Restauratrice à Sainte-Marie. Je vois défiler des clients-agriculteurs qui déjeunent en attendant que Bois-Rouge rouvre. Ils sont épuisés, ils ne rient plus. Ce n'est pas juste une histoire de canne, c'est toute une chaîne qui vit dans l'incertitude.
Habitante de Saint-Denis, j'ai suivi ce dossier du Papang depuis le début. Annoncé rouvert un vendredi matin, toujours à l'arrêt le soir : à un moment il faut arrêter de nous prendre pour des idiots. On a payé cet équipement avec nos impôts, on est en droit d'exiger qu'il fonctionne.

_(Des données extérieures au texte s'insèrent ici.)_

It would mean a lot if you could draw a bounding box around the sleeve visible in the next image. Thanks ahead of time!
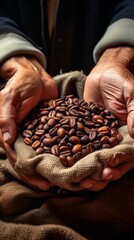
[93,0,134,62]
[0,11,46,68]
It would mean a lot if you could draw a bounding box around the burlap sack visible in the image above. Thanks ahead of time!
[5,72,134,191]
[0,72,134,240]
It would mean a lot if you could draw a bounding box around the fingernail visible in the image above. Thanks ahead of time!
[114,157,119,165]
[106,174,113,180]
[2,132,11,142]
[84,183,93,188]
[108,157,119,167]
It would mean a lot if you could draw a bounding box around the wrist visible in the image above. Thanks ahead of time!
[98,46,134,67]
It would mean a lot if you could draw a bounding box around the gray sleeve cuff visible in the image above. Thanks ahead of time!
[93,18,134,62]
[0,33,46,68]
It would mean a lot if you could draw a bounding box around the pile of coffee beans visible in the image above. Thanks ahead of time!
[22,95,122,167]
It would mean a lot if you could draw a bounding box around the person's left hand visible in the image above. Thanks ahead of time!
[80,154,134,192]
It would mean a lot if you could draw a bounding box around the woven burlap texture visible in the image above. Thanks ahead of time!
[0,71,134,240]
[1,71,134,191]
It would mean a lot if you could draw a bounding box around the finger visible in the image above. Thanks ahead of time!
[20,173,52,191]
[127,109,134,138]
[0,117,17,144]
[102,161,134,181]
[80,177,109,192]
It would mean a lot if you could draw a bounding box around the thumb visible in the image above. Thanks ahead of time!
[0,118,16,144]
[127,106,134,138]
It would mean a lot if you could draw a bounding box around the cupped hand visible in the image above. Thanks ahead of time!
[0,56,58,190]
[84,46,134,137]
[0,56,58,157]
[80,46,134,191]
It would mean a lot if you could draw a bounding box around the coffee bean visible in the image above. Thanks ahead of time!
[22,95,122,167]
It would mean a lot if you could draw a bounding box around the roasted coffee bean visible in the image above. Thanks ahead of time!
[22,95,122,167]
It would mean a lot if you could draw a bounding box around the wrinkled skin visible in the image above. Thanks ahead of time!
[0,56,58,190]
[0,46,134,191]
[80,46,134,191]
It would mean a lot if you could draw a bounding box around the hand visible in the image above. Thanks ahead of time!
[0,56,57,158]
[80,154,134,192]
[84,46,134,137]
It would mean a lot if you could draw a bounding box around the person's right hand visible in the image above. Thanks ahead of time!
[0,56,58,158]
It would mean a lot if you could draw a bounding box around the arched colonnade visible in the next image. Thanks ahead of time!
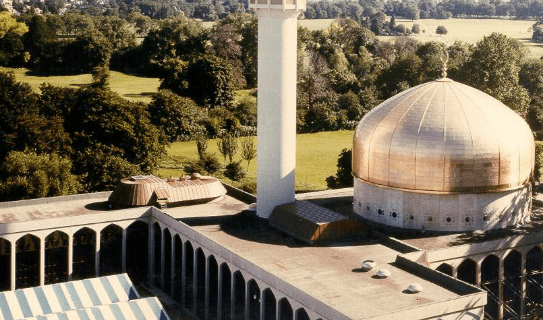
[0,217,322,320]
[431,245,543,320]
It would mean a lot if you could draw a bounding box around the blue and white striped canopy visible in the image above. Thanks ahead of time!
[14,297,170,320]
[0,274,140,320]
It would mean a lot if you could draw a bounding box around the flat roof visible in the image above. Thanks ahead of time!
[163,197,476,319]
[0,189,484,319]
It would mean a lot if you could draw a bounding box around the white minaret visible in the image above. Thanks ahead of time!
[249,0,305,218]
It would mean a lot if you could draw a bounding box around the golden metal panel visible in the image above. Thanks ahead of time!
[353,79,534,192]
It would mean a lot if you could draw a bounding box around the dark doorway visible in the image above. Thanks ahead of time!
[481,255,500,319]
[526,247,543,304]
[100,224,123,276]
[457,259,477,285]
[264,288,277,320]
[126,220,149,284]
[185,241,194,310]
[153,222,162,287]
[233,271,245,320]
[503,250,522,319]
[0,238,11,291]
[72,228,96,280]
[162,228,172,294]
[173,234,183,302]
[219,263,232,320]
[279,298,293,320]
[207,255,219,319]
[44,231,68,284]
[15,234,40,289]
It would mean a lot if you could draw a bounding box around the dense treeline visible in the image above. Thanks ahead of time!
[0,9,543,199]
[5,0,543,22]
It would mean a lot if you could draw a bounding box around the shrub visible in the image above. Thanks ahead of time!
[224,161,245,181]
[326,149,353,189]
[436,26,449,34]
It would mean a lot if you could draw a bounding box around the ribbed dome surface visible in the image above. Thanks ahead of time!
[353,78,535,193]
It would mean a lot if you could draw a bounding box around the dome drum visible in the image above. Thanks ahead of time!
[353,178,531,232]
[353,79,535,231]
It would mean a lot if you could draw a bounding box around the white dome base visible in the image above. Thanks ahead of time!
[353,178,532,232]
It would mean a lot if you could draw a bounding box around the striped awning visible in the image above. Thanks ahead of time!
[0,274,140,320]
[19,297,170,320]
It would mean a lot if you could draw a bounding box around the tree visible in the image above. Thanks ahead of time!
[217,133,238,165]
[241,137,257,170]
[183,55,235,108]
[436,26,449,34]
[462,33,530,114]
[326,149,354,189]
[0,11,28,39]
[0,151,81,201]
[147,90,207,143]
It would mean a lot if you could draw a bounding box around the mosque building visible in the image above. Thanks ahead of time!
[0,0,543,320]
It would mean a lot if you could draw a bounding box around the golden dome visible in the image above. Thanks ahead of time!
[353,78,535,193]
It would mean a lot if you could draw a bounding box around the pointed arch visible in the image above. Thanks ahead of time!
[0,238,12,291]
[15,234,41,289]
[279,298,293,320]
[196,248,206,319]
[126,220,149,284]
[232,271,245,319]
[481,254,500,319]
[162,228,172,294]
[173,234,183,302]
[207,255,219,319]
[296,308,309,320]
[526,246,543,303]
[44,230,69,284]
[262,288,277,320]
[436,263,453,277]
[503,250,522,319]
[185,241,194,310]
[72,227,96,280]
[153,222,162,287]
[218,262,232,320]
[457,259,477,285]
[246,279,260,319]
[100,223,123,276]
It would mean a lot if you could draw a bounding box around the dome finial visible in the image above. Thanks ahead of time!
[439,49,449,78]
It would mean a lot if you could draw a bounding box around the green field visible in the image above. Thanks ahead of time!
[377,18,543,58]
[7,68,160,103]
[157,131,353,192]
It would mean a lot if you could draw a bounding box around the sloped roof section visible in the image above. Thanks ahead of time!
[108,176,226,207]
[269,201,367,243]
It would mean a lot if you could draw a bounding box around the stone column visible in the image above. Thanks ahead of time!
[498,258,504,319]
[519,252,526,317]
[230,270,236,319]
[147,221,155,283]
[217,263,223,319]
[181,241,187,305]
[39,238,45,286]
[170,236,177,298]
[94,231,102,277]
[245,280,252,320]
[121,228,126,272]
[68,234,74,281]
[192,247,198,314]
[204,258,209,320]
[160,229,166,290]
[9,242,17,290]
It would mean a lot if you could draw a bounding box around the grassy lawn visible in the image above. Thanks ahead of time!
[7,68,160,103]
[157,131,353,192]
[378,18,543,58]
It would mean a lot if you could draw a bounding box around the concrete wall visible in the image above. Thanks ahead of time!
[353,178,532,231]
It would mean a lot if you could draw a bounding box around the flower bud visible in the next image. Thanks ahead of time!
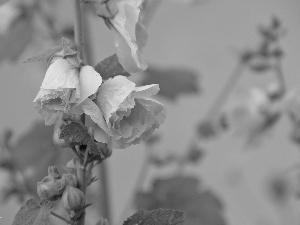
[63,173,78,187]
[37,176,66,201]
[53,120,69,148]
[61,186,85,212]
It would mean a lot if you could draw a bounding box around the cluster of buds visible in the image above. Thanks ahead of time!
[37,163,85,214]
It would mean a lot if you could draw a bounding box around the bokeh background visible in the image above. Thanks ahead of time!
[0,0,300,225]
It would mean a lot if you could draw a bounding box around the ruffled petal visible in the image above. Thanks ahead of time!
[96,76,135,123]
[77,66,102,103]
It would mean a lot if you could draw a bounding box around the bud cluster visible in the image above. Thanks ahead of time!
[37,163,85,212]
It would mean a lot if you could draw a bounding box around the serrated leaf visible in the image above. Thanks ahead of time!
[142,66,200,100]
[10,122,72,196]
[12,199,52,225]
[95,54,130,80]
[59,118,104,159]
[135,176,226,225]
[23,46,61,63]
[123,209,186,225]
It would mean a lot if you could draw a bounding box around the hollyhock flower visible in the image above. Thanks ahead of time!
[82,76,165,149]
[34,58,102,125]
[106,0,147,73]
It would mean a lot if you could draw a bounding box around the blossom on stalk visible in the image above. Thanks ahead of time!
[82,76,165,149]
[105,0,147,73]
[34,57,102,125]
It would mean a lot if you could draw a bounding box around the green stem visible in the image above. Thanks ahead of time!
[74,0,83,60]
[100,161,112,224]
[205,62,245,119]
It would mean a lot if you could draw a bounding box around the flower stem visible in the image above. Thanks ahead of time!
[50,212,72,224]
[74,0,83,60]
[205,62,245,119]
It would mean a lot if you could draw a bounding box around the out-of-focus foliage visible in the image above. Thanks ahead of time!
[142,66,200,101]
[135,176,226,225]
[123,209,185,225]
[12,199,52,225]
[0,122,70,200]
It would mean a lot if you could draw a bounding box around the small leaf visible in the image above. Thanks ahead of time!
[23,46,61,63]
[142,67,200,100]
[95,54,130,80]
[59,118,104,159]
[12,199,52,225]
[123,209,186,225]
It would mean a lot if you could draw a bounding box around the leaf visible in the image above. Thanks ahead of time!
[135,176,226,225]
[123,209,185,225]
[23,46,61,63]
[12,199,52,225]
[142,66,200,101]
[10,122,72,196]
[59,118,104,159]
[95,54,130,80]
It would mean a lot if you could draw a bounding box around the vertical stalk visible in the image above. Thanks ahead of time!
[100,160,112,224]
[74,0,88,225]
[74,0,83,60]
[82,4,112,221]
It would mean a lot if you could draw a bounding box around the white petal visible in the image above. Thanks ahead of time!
[111,0,147,73]
[94,126,109,143]
[78,66,102,103]
[134,84,159,98]
[96,76,135,123]
[81,98,108,132]
[41,59,79,89]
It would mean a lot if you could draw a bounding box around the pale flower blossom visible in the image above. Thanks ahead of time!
[83,76,165,149]
[107,0,147,73]
[34,58,102,125]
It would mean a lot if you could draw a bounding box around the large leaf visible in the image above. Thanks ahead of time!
[142,66,200,100]
[136,177,226,225]
[123,209,185,225]
[95,54,130,80]
[12,199,52,225]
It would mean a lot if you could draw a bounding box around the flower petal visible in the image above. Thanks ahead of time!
[78,66,102,103]
[41,59,79,89]
[81,98,108,132]
[134,84,159,98]
[96,76,135,123]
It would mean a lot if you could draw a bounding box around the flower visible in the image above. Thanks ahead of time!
[82,76,165,149]
[106,0,147,73]
[34,58,102,125]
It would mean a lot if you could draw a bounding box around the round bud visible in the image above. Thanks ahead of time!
[53,120,70,148]
[37,176,65,201]
[63,173,78,187]
[61,186,85,212]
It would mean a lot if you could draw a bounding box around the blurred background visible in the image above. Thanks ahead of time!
[0,0,300,225]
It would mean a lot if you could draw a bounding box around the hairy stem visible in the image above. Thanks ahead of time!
[50,212,72,224]
[100,161,112,223]
[74,0,83,59]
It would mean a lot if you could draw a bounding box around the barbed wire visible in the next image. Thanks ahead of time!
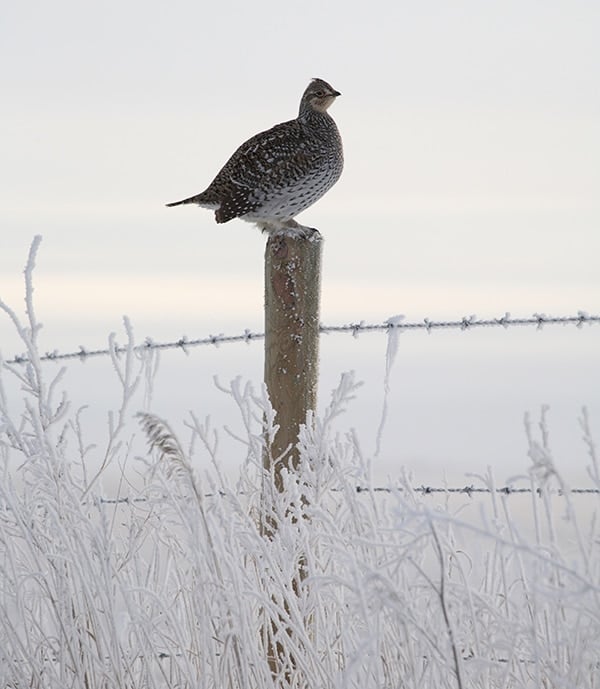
[6,311,600,364]
[98,485,600,505]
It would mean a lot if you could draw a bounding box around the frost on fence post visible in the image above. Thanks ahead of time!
[264,231,322,492]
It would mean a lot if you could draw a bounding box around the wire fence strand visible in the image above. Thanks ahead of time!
[6,311,600,364]
[98,485,600,505]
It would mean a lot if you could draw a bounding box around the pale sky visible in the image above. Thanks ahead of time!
[0,0,600,484]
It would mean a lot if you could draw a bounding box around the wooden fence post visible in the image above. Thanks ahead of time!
[261,230,323,686]
[264,230,323,492]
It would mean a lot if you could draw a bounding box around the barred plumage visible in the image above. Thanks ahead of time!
[167,79,344,231]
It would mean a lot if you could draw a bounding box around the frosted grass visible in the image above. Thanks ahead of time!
[0,238,600,689]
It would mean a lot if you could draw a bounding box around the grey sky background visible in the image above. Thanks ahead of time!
[0,0,600,484]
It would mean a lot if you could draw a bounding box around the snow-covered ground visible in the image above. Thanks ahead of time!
[0,239,600,689]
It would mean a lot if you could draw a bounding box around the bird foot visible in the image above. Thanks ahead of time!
[260,220,323,242]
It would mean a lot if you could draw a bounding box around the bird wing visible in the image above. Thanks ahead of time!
[205,120,322,222]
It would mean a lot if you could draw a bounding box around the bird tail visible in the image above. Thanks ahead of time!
[166,194,200,208]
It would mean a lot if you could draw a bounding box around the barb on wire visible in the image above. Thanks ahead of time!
[6,311,600,364]
[98,485,600,505]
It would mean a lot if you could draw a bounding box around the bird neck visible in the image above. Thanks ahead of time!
[298,106,333,126]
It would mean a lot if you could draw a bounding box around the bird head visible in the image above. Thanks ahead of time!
[300,79,341,112]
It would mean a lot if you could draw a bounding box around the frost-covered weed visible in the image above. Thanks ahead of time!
[0,239,600,689]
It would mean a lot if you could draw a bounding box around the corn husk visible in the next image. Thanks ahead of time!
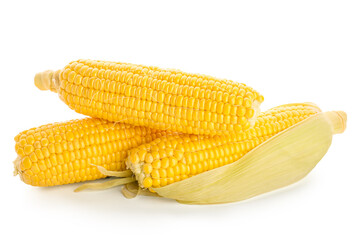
[153,111,346,204]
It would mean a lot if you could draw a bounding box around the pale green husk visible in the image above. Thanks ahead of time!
[154,112,346,204]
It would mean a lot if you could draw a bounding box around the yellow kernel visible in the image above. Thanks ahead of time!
[159,168,167,178]
[151,169,160,178]
[143,177,152,188]
[24,145,34,155]
[161,158,170,169]
[143,163,152,174]
[152,178,160,187]
[160,178,167,187]
[152,159,161,169]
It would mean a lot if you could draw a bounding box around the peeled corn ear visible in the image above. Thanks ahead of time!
[154,111,346,204]
[35,60,263,135]
[126,103,321,190]
[14,118,166,186]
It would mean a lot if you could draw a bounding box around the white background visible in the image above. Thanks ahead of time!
[0,0,360,239]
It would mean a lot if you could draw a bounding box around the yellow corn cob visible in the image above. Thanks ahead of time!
[127,104,320,189]
[75,104,347,204]
[14,118,165,186]
[35,60,263,135]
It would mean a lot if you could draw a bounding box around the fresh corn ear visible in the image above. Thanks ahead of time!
[35,60,263,135]
[127,104,320,190]
[14,118,165,186]
[154,111,346,204]
[123,104,347,204]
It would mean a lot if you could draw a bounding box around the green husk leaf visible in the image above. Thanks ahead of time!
[154,112,346,204]
[74,177,136,192]
[121,182,159,199]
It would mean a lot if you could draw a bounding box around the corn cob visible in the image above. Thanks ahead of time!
[14,118,165,186]
[127,104,320,190]
[35,60,263,135]
[75,104,347,204]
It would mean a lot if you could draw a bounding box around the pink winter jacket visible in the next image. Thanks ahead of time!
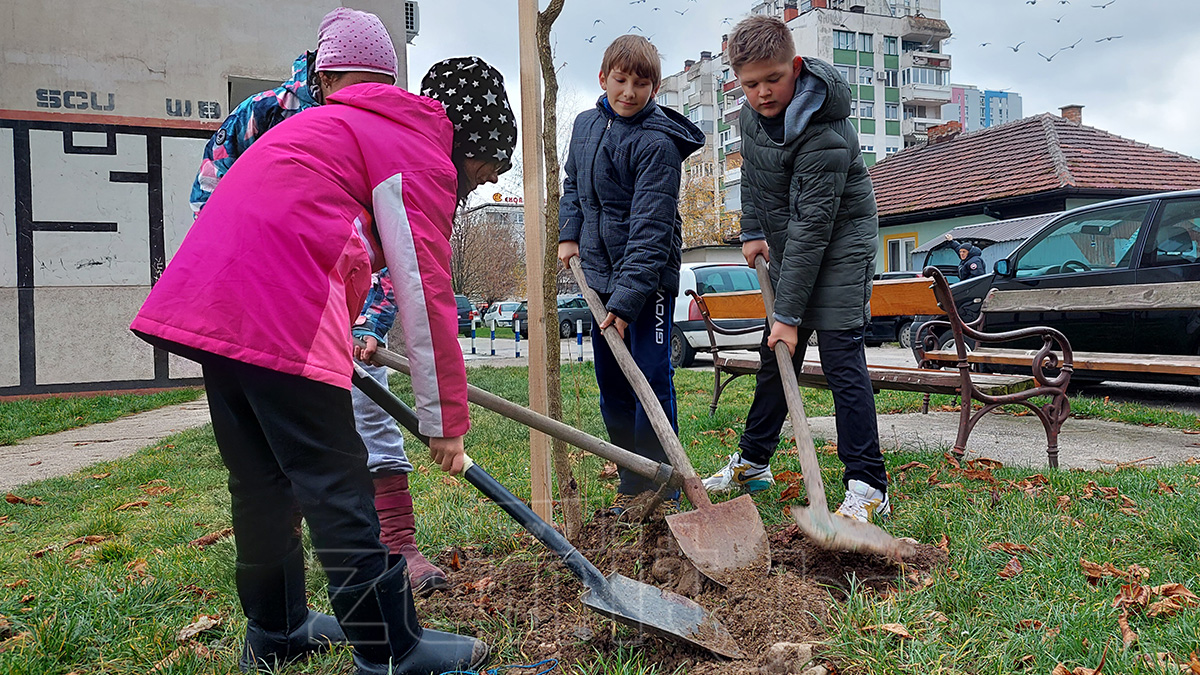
[131,84,470,437]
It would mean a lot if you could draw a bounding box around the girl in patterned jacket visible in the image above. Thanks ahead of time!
[132,8,516,675]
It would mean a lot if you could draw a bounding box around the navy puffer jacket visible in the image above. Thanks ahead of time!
[558,96,704,321]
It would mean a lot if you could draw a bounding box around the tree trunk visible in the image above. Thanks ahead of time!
[530,0,583,542]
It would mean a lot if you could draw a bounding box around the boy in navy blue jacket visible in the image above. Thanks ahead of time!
[558,35,704,514]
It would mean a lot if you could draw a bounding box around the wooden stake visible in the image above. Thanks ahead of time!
[517,0,558,522]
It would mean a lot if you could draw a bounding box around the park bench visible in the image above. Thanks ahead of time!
[913,268,1200,467]
[688,283,1056,461]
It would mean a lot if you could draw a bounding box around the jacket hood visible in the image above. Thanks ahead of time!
[329,82,450,142]
[784,56,851,144]
[283,52,318,108]
[596,95,706,159]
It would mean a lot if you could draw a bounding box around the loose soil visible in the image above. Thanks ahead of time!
[418,512,947,675]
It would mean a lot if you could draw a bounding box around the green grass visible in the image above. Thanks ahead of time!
[0,387,204,446]
[0,364,1200,675]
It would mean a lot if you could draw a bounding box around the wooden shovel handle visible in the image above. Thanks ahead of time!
[568,256,713,508]
[754,256,829,513]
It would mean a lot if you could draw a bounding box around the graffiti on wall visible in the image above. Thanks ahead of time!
[0,112,211,396]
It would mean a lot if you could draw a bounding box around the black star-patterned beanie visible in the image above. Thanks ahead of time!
[421,56,517,173]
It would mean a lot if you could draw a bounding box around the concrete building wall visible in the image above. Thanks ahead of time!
[0,0,407,396]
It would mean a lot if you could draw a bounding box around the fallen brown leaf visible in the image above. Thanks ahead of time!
[863,623,912,640]
[779,483,800,502]
[175,614,221,643]
[998,555,1025,579]
[188,527,233,549]
[1117,610,1138,649]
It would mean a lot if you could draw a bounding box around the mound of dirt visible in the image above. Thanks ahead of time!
[418,512,946,675]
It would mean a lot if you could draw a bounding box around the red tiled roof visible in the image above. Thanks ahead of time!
[870,113,1200,216]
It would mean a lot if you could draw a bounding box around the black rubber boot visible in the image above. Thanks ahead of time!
[236,546,346,673]
[329,557,491,675]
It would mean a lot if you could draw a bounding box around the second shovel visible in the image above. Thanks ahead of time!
[570,256,770,586]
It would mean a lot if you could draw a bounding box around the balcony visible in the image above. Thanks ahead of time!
[900,84,950,106]
[901,17,950,42]
[900,52,953,71]
[900,118,946,143]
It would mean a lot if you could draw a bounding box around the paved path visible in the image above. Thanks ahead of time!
[0,399,209,491]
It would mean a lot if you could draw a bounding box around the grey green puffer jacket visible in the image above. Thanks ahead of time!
[740,58,878,330]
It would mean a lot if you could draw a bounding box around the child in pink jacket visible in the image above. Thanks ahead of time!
[132,10,516,675]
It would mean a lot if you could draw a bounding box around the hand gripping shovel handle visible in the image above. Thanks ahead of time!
[353,364,622,607]
[568,256,713,508]
[357,341,680,490]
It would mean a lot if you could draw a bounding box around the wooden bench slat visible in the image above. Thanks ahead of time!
[925,348,1200,375]
[980,281,1200,312]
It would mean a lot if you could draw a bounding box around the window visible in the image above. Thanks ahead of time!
[1015,204,1150,277]
[888,235,917,271]
[696,265,758,295]
[1151,199,1200,265]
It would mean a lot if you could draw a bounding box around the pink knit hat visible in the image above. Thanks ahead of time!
[317,7,398,77]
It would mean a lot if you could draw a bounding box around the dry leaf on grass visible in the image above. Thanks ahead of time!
[150,641,212,673]
[998,555,1025,579]
[779,483,800,502]
[187,527,233,549]
[863,623,913,640]
[1117,610,1138,649]
[175,614,221,643]
[984,542,1031,555]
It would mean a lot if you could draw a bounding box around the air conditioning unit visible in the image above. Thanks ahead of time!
[404,0,421,44]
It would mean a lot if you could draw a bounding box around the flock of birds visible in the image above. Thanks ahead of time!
[979,0,1124,64]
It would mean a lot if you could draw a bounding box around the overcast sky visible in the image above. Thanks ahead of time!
[408,0,1200,184]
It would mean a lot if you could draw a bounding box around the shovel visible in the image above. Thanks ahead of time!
[360,348,682,497]
[354,364,743,658]
[754,256,916,560]
[570,256,770,586]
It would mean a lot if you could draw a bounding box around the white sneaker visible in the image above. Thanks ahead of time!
[704,453,775,492]
[836,480,892,522]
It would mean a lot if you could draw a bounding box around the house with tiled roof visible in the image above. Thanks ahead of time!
[870,106,1200,271]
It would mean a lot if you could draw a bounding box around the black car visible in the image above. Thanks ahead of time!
[913,190,1200,384]
[454,295,479,335]
[512,295,592,338]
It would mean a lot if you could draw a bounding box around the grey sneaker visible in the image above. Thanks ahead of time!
[704,453,775,492]
[836,480,892,522]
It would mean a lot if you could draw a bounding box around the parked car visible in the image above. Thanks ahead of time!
[671,263,764,368]
[913,190,1200,384]
[484,303,521,328]
[512,295,592,338]
[454,295,479,335]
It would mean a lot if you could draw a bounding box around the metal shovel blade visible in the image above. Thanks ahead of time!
[666,495,770,586]
[792,506,917,561]
[580,572,745,658]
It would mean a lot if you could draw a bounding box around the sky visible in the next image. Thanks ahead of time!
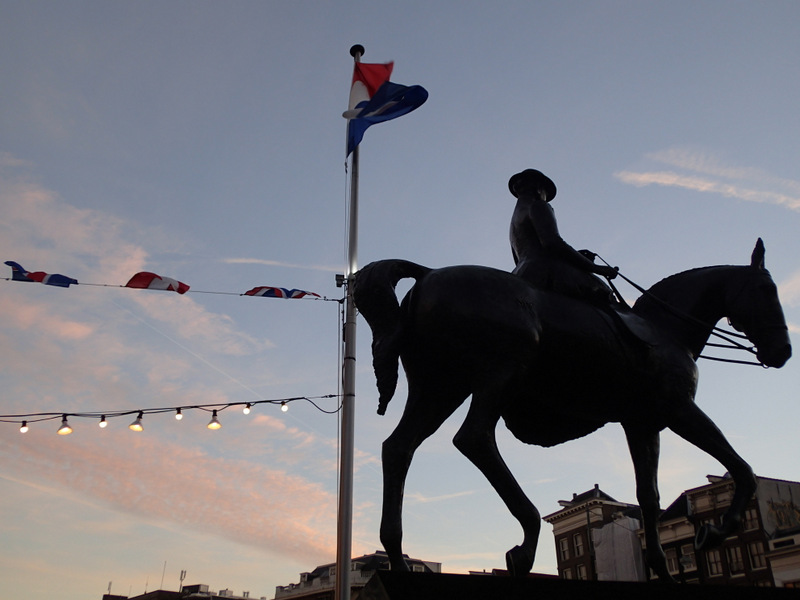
[0,0,800,600]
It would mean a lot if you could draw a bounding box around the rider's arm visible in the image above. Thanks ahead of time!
[528,199,617,278]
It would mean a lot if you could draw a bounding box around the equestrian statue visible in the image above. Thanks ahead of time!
[352,169,791,581]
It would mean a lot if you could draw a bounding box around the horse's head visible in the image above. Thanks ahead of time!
[728,238,792,368]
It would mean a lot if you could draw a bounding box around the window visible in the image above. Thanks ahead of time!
[680,544,697,571]
[706,550,722,576]
[747,542,767,569]
[726,546,744,573]
[744,508,758,531]
[558,538,569,560]
[572,533,583,556]
[664,548,680,575]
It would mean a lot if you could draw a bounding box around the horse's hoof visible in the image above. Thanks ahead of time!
[506,546,533,577]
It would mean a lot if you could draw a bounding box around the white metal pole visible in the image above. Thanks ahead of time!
[336,45,364,600]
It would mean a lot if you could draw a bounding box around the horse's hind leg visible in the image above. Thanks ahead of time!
[669,403,758,550]
[453,393,542,576]
[380,382,468,571]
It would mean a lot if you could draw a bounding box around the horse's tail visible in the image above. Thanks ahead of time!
[353,259,430,415]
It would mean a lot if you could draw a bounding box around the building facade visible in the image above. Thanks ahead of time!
[543,484,643,581]
[544,475,800,587]
[275,550,442,600]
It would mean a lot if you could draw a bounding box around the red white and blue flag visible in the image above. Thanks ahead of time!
[125,271,189,294]
[6,260,78,287]
[243,285,320,298]
[342,62,428,156]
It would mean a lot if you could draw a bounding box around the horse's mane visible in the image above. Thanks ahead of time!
[634,265,732,310]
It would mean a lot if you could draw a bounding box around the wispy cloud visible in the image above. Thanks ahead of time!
[405,490,475,504]
[614,148,800,211]
[221,258,342,273]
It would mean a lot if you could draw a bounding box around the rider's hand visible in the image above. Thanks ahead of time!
[597,267,619,279]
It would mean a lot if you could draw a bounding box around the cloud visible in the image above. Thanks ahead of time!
[778,271,800,306]
[614,148,800,211]
[0,431,336,561]
[221,258,342,273]
[404,490,475,504]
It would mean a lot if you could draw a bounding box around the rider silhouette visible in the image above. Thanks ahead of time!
[508,169,617,303]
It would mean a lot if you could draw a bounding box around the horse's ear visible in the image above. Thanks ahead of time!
[750,238,764,269]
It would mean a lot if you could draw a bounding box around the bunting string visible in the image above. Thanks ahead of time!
[0,260,343,303]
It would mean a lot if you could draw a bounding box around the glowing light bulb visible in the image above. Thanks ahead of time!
[58,415,72,435]
[206,410,222,429]
[128,410,144,431]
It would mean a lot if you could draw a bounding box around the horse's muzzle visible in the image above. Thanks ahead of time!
[756,342,792,369]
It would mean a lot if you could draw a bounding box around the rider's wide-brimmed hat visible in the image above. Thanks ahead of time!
[508,169,556,202]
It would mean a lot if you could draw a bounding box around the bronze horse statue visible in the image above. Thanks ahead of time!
[353,239,791,580]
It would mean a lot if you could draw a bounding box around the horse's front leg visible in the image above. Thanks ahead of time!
[380,381,466,571]
[453,394,542,577]
[669,403,758,550]
[623,425,675,581]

Ancien planteur, 40 ans dans la canne. La bataille industriel/planteur a toujours existé mais on n'avait jamais vu un communiqué aussi méprisant. "Camelote" nos cannes ? On ne parle pas comme ça de ceux qui te fournissent ta matière première. C'est un mépris de classe assumé.
Planteur dans le bassin de Bois-Rouge, je confirme mot pour mot ce que dit l'édito. Cannes coupées, camion prêt, équipe payée à l'heure et on nous dit "pas de réception aujourd'hui". Et après, Tereos vient nous expliquer que c'est notre canne qui est mauvaise. Le culot est immense.
Enseignante à Saint-Denis, j'utilise le Papang pour aller au boulot quand il fonctionne. Autant dire jamais depuis des mois. Le pire c'est le silence. Aucun communiqué clair, aucune date. On avait salué le projet, on a envie de croire au transport doux, et on nous laisse sur le quai.